Here, the fourth amended complaint alleged the defendants undertook the duty to care for and supervise the plaintiff's decedent. Reduced to its simplest form, the fourth amended complaint alleged the defendants openly displayed drug paraphernalia, permitted the use of drugs within their home, and failed to take appropriate action when they found the decedent in a comatose condition. It alleged *1067 the defendants breached their duty to use reasonable care when they allowed the children to use drugs and failed to take appropriate action when they knew or should have known the decedent had overdosed on drugs. While the facts may ultimately belie the allegations, taking the well-pled allegations as true, we hold the fourth amended complaint states a viable cause of action.

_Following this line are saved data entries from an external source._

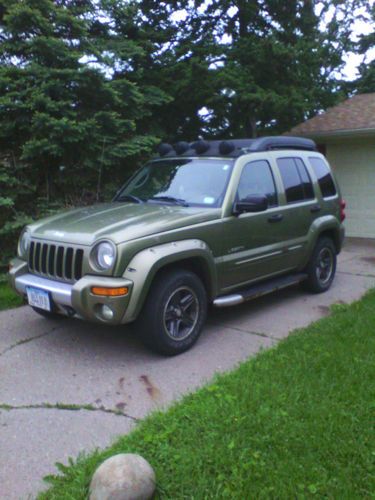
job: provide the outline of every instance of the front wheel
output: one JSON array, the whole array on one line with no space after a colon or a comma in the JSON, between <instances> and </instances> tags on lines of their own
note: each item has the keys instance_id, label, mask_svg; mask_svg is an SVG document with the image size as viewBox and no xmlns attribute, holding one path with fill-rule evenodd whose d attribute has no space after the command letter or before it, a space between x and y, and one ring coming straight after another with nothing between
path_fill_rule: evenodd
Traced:
<instances>
[{"instance_id":1,"label":"front wheel","mask_svg":"<svg viewBox=\"0 0 375 500\"><path fill-rule=\"evenodd\" d=\"M160 354L180 354L198 340L207 315L207 294L190 271L163 271L136 322L143 342Z\"/></svg>"},{"instance_id":2,"label":"front wheel","mask_svg":"<svg viewBox=\"0 0 375 500\"><path fill-rule=\"evenodd\" d=\"M307 265L306 288L322 293L332 285L336 273L336 248L330 238L320 238Z\"/></svg>"}]
</instances>

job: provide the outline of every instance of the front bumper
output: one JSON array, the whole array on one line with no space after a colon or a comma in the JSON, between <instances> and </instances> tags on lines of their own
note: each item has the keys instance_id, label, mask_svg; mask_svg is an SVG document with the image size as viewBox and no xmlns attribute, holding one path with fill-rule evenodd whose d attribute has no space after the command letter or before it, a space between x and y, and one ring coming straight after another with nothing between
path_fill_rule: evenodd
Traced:
<instances>
[{"instance_id":1,"label":"front bumper","mask_svg":"<svg viewBox=\"0 0 375 500\"><path fill-rule=\"evenodd\" d=\"M48 292L55 312L113 325L125 322L124 316L133 288L133 282L128 279L93 275L86 275L74 284L63 283L30 274L27 263L20 259L11 262L9 283L22 296L26 295L28 286ZM92 287L126 287L128 293L120 297L99 296L93 295ZM104 319L101 315L103 305L113 311L112 319Z\"/></svg>"}]
</instances>

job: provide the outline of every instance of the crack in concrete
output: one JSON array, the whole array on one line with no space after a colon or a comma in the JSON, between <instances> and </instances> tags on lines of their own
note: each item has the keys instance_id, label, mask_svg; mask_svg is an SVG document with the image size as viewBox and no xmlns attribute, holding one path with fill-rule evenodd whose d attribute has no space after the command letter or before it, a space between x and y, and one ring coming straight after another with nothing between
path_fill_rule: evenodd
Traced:
<instances>
[{"instance_id":1,"label":"crack in concrete","mask_svg":"<svg viewBox=\"0 0 375 500\"><path fill-rule=\"evenodd\" d=\"M0 410L13 411L13 410L60 410L60 411L92 411L109 413L111 415L116 415L117 417L125 417L138 422L139 419L124 413L119 410L113 410L112 408L105 408L104 406L92 406L90 404L77 405L69 403L38 403L38 404L28 404L28 405L9 405L6 403L0 403Z\"/></svg>"},{"instance_id":2,"label":"crack in concrete","mask_svg":"<svg viewBox=\"0 0 375 500\"><path fill-rule=\"evenodd\" d=\"M277 340L277 341L280 340L277 337L273 337L272 335L268 335L268 334L263 333L263 332L253 332L253 331L245 330L243 328L239 328L237 326L230 326L230 325L227 325L225 323L223 324L223 323L219 323L216 321L212 321L211 324L214 326L225 326L225 328L228 328L230 330L235 330L235 331L238 331L241 333L247 333L248 335L255 335L256 337L262 337L262 338L266 338L266 339L270 339L270 340Z\"/></svg>"},{"instance_id":3,"label":"crack in concrete","mask_svg":"<svg viewBox=\"0 0 375 500\"><path fill-rule=\"evenodd\" d=\"M14 344L6 347L3 351L0 352L0 356L3 356L7 352L11 351L12 349L15 349L16 347L19 347L23 344L28 344L29 342L32 342L33 340L38 340L42 337L46 337L47 335L50 335L51 333L56 332L57 330L60 330L63 328L63 326L54 326L51 330L48 330L48 332L43 332L39 335L35 335L35 337L27 337L26 339L21 339L18 342L15 342Z\"/></svg>"}]
</instances>

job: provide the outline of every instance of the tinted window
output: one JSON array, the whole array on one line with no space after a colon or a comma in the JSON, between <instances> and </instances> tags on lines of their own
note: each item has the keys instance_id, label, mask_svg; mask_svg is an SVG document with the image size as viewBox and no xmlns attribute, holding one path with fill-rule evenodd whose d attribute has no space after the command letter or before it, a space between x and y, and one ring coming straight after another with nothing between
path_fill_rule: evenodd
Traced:
<instances>
[{"instance_id":1,"label":"tinted window","mask_svg":"<svg viewBox=\"0 0 375 500\"><path fill-rule=\"evenodd\" d=\"M269 163L265 160L252 161L244 166L238 185L237 197L265 195L269 206L277 205L275 182Z\"/></svg>"},{"instance_id":2,"label":"tinted window","mask_svg":"<svg viewBox=\"0 0 375 500\"><path fill-rule=\"evenodd\" d=\"M310 175L307 171L306 165L303 163L301 158L294 158L297 164L298 173L301 177L303 193L305 195L305 200L311 200L315 198L314 189L310 179Z\"/></svg>"},{"instance_id":3,"label":"tinted window","mask_svg":"<svg viewBox=\"0 0 375 500\"><path fill-rule=\"evenodd\" d=\"M328 165L321 158L311 157L309 160L318 178L323 197L334 196L336 194L336 187Z\"/></svg>"},{"instance_id":4,"label":"tinted window","mask_svg":"<svg viewBox=\"0 0 375 500\"><path fill-rule=\"evenodd\" d=\"M300 158L278 158L277 165L283 180L288 203L314 198L310 176Z\"/></svg>"}]
</instances>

We find the facts of Preferred National Insurance v. Fat Investors, Inc., 842 So.2d 1068 (Fla. 4th DCA 2003), distinguishable. In that case, we held a bar owner owed no duty to a patron who left the bar and was killed by a train when he wandered onto the tracks in an inebriated state. We declined to extend premises liability to the facts of that case.

We emphasize that our holding in this case does not expand premises liability to impose a duty on a social host to seek medical attention for a guest unless that host has voluntarily undertaken that duty. See, e.g., Estate of Massad v. Granzow, 886 So.2d 1050 (Fla. 4th DCA 2004) (complaint stated valid cause of action against social host who abandoned intoxicated man near pool when he was helpless). Rather, as pled, this case presents allegations of a voluntary assumption of a duty to care for and supervise a minor, which requires the exercise of reasonable care. The facts, not the allegations, will ultimately reveal whether there is liability. At this stage, however, the fourth amended complaint states a cause of action.

For this reason, the order of dismissal is reversed and the case remanded to the trial court for further proceedings consistent with this opinion.

Reversed and remanded.

STONE and SHAHOOD, JJ., concur.

NOTES

[1] We affirm the trial court's striking of the negligence per se claim as barred by the two year statute of limitations for a wrongful death claim. See § 768.28, Fla. Stat. (2004).